SBF's defense attorneys argue that Rehn's portrayal of SBF as a cartoonish villain is inaccurate, describing him instead as a math-savvy nerd. One of the lawyers, Mark Cohen, said evidence would show a stark contrast between SBF's background and the image painted by Rehn. Cohen described SBF as a hardworking individual who neither drinks nor parties and is an MIT graduate. He emphasized that SBF "had no intention of deceiving anyone and no theft occurred."
Cohen argued that the rise and fall of FTX and its sister hedge fund, Alameda Research, reflect the volatile nature of the cryptocurrency industry. He stated that not everyone is suited for investment in this domain. Regarding the allegations of SBF misusing client funds for speculative trades with Alameda, Cohen contended that clients had reason to believe the loans provided by Alameda were permitted and backed by collateral.
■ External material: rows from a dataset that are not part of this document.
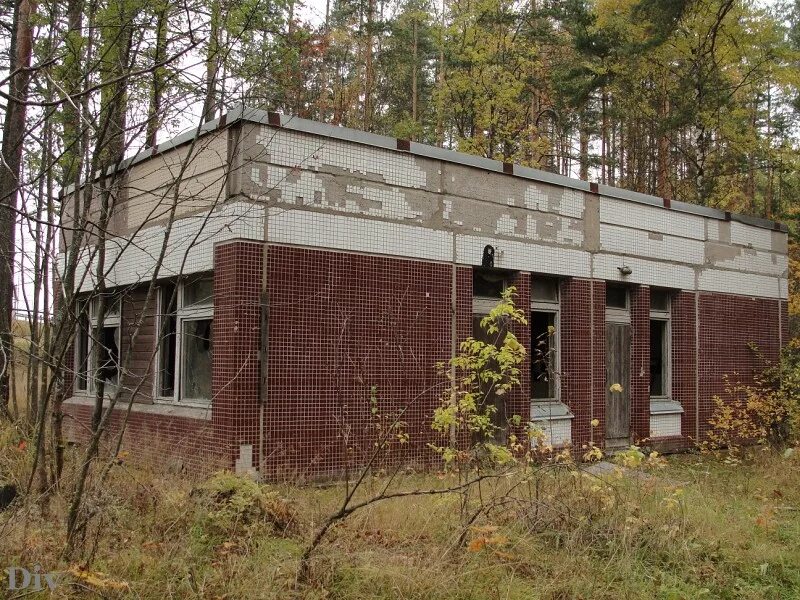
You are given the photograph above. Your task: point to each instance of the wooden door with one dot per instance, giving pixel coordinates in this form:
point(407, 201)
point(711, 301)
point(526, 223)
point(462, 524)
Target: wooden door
point(618, 403)
point(500, 418)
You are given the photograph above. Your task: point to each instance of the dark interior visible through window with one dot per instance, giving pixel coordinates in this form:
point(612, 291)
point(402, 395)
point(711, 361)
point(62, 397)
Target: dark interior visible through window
point(486, 284)
point(616, 296)
point(542, 354)
point(658, 358)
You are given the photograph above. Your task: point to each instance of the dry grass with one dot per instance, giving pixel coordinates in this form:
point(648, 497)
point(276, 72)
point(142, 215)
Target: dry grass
point(695, 528)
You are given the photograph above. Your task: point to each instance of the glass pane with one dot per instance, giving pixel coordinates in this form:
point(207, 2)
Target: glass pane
point(659, 300)
point(545, 289)
point(487, 285)
point(197, 348)
point(108, 357)
point(199, 292)
point(658, 332)
point(616, 296)
point(543, 349)
point(168, 329)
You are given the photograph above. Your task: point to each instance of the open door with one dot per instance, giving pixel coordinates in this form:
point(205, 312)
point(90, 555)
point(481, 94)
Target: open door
point(618, 367)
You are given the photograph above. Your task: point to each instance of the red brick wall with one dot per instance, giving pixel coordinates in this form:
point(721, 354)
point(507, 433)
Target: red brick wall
point(236, 372)
point(640, 362)
point(684, 382)
point(137, 380)
point(581, 377)
point(166, 441)
point(340, 324)
point(728, 326)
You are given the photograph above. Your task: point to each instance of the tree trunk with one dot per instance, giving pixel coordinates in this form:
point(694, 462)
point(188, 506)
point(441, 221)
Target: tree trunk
point(159, 75)
point(10, 173)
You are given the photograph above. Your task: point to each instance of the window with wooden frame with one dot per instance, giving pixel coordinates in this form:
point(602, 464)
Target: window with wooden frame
point(660, 346)
point(97, 355)
point(186, 319)
point(544, 324)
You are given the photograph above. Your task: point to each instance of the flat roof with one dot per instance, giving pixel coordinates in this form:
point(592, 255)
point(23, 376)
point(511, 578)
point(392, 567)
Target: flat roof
point(242, 113)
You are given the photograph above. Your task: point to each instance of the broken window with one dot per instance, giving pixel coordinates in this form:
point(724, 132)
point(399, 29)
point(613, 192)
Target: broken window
point(168, 330)
point(196, 341)
point(544, 347)
point(98, 347)
point(616, 296)
point(186, 345)
point(660, 350)
point(486, 284)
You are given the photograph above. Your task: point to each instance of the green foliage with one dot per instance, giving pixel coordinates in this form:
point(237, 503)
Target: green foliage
point(231, 505)
point(472, 410)
point(766, 412)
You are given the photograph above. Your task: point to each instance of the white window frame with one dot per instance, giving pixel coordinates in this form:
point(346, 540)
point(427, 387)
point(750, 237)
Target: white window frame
point(666, 317)
point(552, 307)
point(184, 314)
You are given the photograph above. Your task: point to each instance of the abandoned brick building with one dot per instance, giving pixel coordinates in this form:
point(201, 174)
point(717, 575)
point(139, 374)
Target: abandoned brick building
point(312, 267)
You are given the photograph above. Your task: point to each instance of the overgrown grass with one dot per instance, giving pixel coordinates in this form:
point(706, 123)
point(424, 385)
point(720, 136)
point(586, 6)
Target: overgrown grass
point(695, 528)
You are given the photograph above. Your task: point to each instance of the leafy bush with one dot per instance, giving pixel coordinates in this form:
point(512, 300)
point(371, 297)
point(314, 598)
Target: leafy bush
point(766, 412)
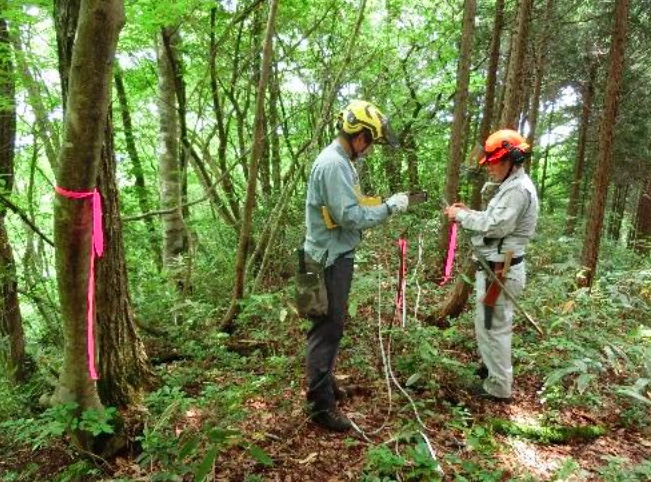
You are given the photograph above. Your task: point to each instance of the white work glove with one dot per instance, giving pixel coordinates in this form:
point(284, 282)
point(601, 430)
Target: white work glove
point(398, 203)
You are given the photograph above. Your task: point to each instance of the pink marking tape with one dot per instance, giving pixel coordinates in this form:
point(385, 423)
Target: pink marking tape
point(97, 249)
point(402, 274)
point(452, 248)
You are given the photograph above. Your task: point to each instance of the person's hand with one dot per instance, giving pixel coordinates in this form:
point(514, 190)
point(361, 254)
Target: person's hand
point(452, 211)
point(398, 203)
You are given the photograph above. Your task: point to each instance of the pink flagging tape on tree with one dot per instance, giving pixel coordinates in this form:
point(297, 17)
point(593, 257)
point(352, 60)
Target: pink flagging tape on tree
point(402, 275)
point(97, 249)
point(452, 249)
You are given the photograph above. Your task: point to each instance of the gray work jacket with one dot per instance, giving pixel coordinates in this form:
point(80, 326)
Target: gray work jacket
point(509, 221)
point(334, 184)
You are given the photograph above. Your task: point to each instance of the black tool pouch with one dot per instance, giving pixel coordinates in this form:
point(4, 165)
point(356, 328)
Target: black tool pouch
point(311, 293)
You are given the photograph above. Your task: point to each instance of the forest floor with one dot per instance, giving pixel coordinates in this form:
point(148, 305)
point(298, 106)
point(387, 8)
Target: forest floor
point(231, 408)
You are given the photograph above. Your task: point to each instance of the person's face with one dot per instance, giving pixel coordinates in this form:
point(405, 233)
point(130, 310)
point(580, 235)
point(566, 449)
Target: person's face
point(497, 170)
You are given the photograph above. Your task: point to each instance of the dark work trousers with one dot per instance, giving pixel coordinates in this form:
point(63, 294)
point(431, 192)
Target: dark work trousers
point(326, 333)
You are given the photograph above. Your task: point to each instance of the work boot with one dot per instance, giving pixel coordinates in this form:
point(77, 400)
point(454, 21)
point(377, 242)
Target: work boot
point(341, 393)
point(478, 392)
point(331, 419)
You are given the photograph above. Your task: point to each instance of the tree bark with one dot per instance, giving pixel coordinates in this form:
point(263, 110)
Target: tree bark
point(642, 232)
point(66, 18)
point(457, 299)
point(85, 121)
point(587, 97)
point(543, 178)
point(541, 66)
point(138, 172)
point(256, 156)
point(513, 87)
point(122, 361)
point(222, 132)
point(617, 210)
point(451, 190)
point(11, 321)
point(175, 234)
point(601, 178)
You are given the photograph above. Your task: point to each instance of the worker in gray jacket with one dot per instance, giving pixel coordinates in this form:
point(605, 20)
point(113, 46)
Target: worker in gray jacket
point(336, 213)
point(499, 236)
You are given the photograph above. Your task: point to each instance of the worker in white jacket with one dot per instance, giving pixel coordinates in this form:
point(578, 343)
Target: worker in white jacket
point(499, 236)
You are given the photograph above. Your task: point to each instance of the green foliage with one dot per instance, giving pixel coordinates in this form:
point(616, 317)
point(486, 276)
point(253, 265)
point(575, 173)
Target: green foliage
point(547, 434)
point(620, 470)
point(56, 421)
point(382, 465)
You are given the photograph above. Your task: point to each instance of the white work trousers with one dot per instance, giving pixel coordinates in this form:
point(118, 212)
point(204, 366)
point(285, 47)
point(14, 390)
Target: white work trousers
point(495, 344)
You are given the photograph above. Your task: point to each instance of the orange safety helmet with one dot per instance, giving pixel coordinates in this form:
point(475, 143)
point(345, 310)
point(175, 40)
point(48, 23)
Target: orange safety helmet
point(505, 144)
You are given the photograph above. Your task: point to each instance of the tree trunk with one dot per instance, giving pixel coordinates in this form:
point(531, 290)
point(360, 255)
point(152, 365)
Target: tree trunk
point(541, 65)
point(587, 94)
point(66, 18)
point(138, 172)
point(122, 361)
point(175, 235)
point(457, 299)
point(642, 233)
point(601, 178)
point(617, 210)
point(85, 120)
point(222, 133)
point(543, 179)
point(256, 156)
point(411, 152)
point(451, 190)
point(274, 97)
point(514, 81)
point(11, 321)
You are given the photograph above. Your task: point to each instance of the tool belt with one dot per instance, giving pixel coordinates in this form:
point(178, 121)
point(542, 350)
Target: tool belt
point(493, 290)
point(498, 265)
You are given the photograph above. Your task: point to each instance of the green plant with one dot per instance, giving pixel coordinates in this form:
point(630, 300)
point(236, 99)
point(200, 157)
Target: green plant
point(415, 464)
point(620, 470)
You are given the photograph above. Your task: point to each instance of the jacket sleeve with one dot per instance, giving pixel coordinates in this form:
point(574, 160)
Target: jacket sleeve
point(499, 220)
point(343, 204)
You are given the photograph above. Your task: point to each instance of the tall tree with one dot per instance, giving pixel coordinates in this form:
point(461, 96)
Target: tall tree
point(11, 321)
point(601, 177)
point(256, 155)
point(642, 231)
point(587, 100)
point(175, 234)
point(539, 71)
point(514, 75)
point(123, 361)
point(451, 190)
point(137, 170)
point(456, 300)
point(88, 95)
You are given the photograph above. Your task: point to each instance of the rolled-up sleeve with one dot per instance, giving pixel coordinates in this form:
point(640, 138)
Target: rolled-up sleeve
point(342, 201)
point(498, 221)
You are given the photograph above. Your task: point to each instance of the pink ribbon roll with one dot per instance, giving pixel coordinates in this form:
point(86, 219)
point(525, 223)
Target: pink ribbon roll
point(97, 249)
point(452, 248)
point(402, 272)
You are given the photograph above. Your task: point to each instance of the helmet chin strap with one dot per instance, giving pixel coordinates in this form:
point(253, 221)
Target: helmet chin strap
point(508, 173)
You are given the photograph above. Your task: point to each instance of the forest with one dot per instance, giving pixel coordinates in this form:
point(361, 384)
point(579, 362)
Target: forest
point(154, 167)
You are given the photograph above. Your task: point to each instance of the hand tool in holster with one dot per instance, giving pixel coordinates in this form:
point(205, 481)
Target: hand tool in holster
point(484, 264)
point(494, 289)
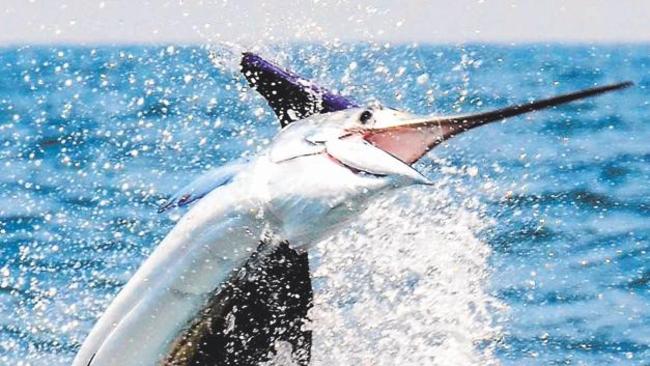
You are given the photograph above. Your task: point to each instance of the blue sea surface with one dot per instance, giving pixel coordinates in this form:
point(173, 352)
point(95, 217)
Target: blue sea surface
point(93, 139)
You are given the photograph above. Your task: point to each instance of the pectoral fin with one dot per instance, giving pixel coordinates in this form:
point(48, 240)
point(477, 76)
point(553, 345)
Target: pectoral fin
point(203, 185)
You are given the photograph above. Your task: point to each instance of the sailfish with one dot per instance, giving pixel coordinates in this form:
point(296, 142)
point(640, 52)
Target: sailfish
point(231, 281)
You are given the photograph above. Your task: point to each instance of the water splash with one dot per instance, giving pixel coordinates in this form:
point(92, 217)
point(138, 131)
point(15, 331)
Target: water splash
point(406, 284)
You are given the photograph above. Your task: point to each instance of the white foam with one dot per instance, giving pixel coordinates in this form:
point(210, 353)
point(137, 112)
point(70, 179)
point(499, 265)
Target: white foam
point(406, 285)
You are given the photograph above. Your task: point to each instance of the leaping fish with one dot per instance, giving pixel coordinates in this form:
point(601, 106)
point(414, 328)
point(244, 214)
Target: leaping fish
point(231, 279)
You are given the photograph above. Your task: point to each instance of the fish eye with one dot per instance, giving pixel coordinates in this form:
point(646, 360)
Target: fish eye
point(365, 117)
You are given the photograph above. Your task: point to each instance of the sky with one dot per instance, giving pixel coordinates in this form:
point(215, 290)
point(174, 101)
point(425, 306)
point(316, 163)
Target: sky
point(248, 22)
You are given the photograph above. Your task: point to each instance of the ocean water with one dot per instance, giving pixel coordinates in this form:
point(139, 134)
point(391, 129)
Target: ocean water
point(531, 248)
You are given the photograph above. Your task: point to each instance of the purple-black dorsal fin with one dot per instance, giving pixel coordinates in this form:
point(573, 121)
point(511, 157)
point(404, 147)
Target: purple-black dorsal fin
point(290, 96)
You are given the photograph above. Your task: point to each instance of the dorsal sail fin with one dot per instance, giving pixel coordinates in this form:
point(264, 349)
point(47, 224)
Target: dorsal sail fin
point(290, 96)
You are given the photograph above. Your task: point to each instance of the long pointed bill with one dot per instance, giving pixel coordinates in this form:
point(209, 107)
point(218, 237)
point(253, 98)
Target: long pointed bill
point(410, 140)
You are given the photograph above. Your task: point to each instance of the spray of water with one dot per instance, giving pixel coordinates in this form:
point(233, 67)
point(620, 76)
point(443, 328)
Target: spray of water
point(406, 284)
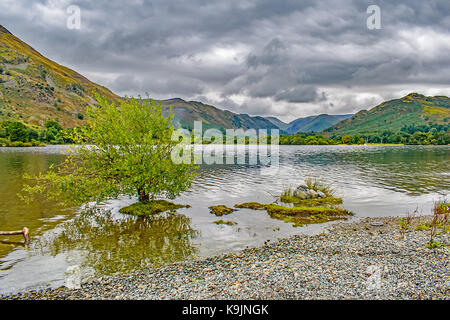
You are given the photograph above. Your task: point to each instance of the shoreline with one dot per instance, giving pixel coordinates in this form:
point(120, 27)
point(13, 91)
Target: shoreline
point(350, 260)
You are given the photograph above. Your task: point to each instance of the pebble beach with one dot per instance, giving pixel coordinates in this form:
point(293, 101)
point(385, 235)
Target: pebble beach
point(364, 259)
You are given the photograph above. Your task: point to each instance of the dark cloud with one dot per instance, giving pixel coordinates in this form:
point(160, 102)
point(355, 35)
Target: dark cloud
point(284, 58)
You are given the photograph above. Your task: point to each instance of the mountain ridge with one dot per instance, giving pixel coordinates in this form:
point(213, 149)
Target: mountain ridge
point(413, 110)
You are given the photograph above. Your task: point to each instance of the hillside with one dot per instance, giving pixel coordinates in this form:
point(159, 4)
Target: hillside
point(186, 112)
point(34, 89)
point(309, 124)
point(414, 109)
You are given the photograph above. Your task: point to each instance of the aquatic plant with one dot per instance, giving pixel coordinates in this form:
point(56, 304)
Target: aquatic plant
point(405, 223)
point(109, 245)
point(151, 208)
point(306, 211)
point(251, 205)
point(221, 210)
point(299, 215)
point(440, 219)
Drawing an analogy, Cohen said running a startup is like building an airplane while simultaneously flying it.
Previously, Wall Street Journal had referred to the FTX case as "one of the largest financial fraud cases in U.S. history." Earlier this year, reports from FTX's new management revealed an $8.7 billion customer fund gap at the time of its bankruptcy filing.
SBF faces seven charges, primarily related to wire fraud and securities fraud conspiracies. Prosecutors accuse SBF of embezzling billions from FTX customer funds for personal use and covering Alameda Research's significant losses, alleging he deceived investors through his schemes.
The trial is expected to last six weeks. If found guilty on all charges, SBF could face up to 110 years in prison.
To date, SBF denies all allegations, portraying himself as an inexperienced businessman who never intentionally committed fraud.
However, SBF's former allies, including Alameda Research's ex-CEO and his former girlfriend, Caroline Ellison, and another FTX co-founder, Gary Wang, pleaded guilty last December.
During a hearing last December, Ellison admitted that from 2019 to the previous year, she and SBF had jointly planned everything. She revealed that Alameda had unrestricted credit access in FTX's accounts without needing collateral or maintaining a positive balance. Ellison claimed that to conceal the scale of Alameda's borrowing and the billions in loans Alameda provided to FTX executives and affiliates, she and SBF deliberately created unproblematic balance sheets.